My Washington: Giovanni Russonello

The writer, jazz evangelist and sometime piano player shares his favorite D.C. spots.

Twenty-six-year-old Russonello has penned music features and profiles of jazz legends for Jazz Times, Washington Post, New York Times and NPR. As the head of CapitalBop—a go-to webzine for finding the best, the “different” and the up-and-coming in the city—he organizes shows for the D.C. Jazz Festival and his own D.C. Jazz Loft, a monthly throwback to all-night jam sessions in the come-as-you-are tradition. The March 8 show features the Allyn Johnson Trio. See the CapitalBop website for details.

Describe the local jazz scene.

Strong, deeply rooted, wildly diverse and constantly evolving.

How did you get into this particular genre?

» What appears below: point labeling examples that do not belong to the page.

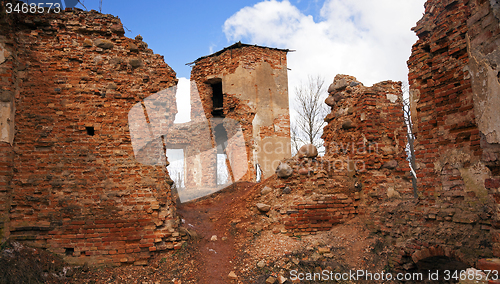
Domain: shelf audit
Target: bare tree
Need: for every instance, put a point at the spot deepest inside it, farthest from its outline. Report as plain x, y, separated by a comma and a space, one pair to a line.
311, 111
410, 150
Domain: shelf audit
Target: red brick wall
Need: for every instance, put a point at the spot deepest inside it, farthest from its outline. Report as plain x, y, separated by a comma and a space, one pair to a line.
365, 138
6, 172
243, 111
85, 196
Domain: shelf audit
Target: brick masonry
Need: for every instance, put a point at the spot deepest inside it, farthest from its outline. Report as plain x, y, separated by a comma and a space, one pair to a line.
255, 87
70, 182
453, 91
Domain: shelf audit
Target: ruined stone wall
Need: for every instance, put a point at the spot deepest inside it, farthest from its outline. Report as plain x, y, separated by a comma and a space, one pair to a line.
364, 163
365, 139
8, 84
255, 88
452, 90
77, 187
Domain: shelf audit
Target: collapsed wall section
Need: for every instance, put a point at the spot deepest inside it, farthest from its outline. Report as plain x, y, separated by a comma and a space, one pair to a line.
364, 162
249, 85
8, 87
365, 139
77, 188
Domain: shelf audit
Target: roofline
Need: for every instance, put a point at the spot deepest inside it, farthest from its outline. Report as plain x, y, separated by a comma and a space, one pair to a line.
234, 46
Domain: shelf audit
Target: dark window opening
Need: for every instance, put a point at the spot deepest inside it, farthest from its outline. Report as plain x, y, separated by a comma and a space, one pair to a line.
258, 173
223, 172
217, 99
90, 130
69, 251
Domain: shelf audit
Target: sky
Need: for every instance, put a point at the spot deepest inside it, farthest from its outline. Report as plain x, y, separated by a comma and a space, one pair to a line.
370, 40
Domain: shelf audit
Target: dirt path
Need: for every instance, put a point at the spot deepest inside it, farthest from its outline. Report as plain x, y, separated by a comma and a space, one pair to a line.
212, 216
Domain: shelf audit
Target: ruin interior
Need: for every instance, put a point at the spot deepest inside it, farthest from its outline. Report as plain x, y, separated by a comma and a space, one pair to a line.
83, 133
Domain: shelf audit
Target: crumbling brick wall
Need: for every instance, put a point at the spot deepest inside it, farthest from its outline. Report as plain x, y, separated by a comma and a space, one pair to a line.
8, 86
453, 93
77, 188
364, 162
255, 87
365, 139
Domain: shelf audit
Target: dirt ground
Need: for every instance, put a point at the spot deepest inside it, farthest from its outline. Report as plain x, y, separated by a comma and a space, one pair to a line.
230, 243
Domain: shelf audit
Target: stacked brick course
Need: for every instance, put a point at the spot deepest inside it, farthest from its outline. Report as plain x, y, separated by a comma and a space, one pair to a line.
255, 87
77, 188
365, 138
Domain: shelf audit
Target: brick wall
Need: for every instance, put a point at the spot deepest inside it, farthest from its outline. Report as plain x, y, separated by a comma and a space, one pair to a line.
365, 138
255, 87
8, 84
77, 188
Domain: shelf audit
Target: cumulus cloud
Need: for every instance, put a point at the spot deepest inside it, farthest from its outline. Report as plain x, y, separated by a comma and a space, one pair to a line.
368, 39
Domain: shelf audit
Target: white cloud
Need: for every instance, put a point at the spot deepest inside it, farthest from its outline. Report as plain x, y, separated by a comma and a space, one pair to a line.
368, 39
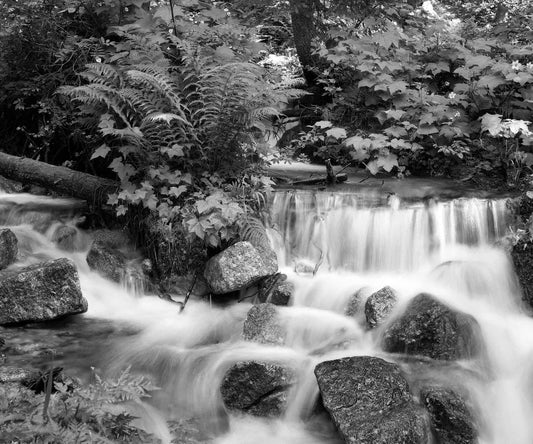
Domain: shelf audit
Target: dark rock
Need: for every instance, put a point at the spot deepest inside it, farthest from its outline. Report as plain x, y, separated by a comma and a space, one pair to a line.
37, 382
108, 262
451, 417
40, 292
379, 306
15, 374
263, 325
235, 268
275, 289
430, 328
522, 257
370, 403
8, 248
257, 388
281, 295
65, 237
112, 239
356, 302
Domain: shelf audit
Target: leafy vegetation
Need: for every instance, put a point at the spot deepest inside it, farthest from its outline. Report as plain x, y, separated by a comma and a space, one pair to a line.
177, 99
96, 413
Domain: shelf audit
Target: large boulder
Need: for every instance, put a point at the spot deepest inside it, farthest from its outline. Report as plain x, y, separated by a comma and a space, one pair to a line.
355, 306
275, 289
108, 262
370, 403
263, 325
430, 328
8, 248
65, 237
379, 306
257, 388
522, 257
40, 292
237, 267
451, 417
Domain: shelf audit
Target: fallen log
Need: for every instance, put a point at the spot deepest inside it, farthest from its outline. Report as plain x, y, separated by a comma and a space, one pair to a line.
95, 190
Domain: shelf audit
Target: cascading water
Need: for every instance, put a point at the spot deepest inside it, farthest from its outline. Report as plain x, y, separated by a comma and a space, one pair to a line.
349, 243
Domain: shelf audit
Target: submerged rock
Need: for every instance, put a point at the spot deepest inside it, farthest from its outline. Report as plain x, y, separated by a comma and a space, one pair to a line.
15, 374
379, 306
356, 303
235, 268
257, 388
263, 325
370, 403
432, 329
40, 292
8, 248
451, 418
522, 257
275, 289
65, 237
108, 262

I played piano as a kid and fell in love with jazz around the time I was in junior high. Growing up in D.C., I went to jazz clubs, and my uncle, a drummer, made mixed tapes for me with musicians like Herbie Hancock on them. I studied more and listened to records, and it all came together.

How did you start CapitalBop and D.C. Jazz Loft?

During breaks from college, I would go out to clubs and noticed few people were there, especially young people. The music was fresh and young, but it wasn’t on people’s radar. With so much innovation and excitement in the D.C. scene, it deserved to be heard. CapitalBop began with a comprehensive calendar that also featured reviews and interviews. Out of that, we grew as show presenters.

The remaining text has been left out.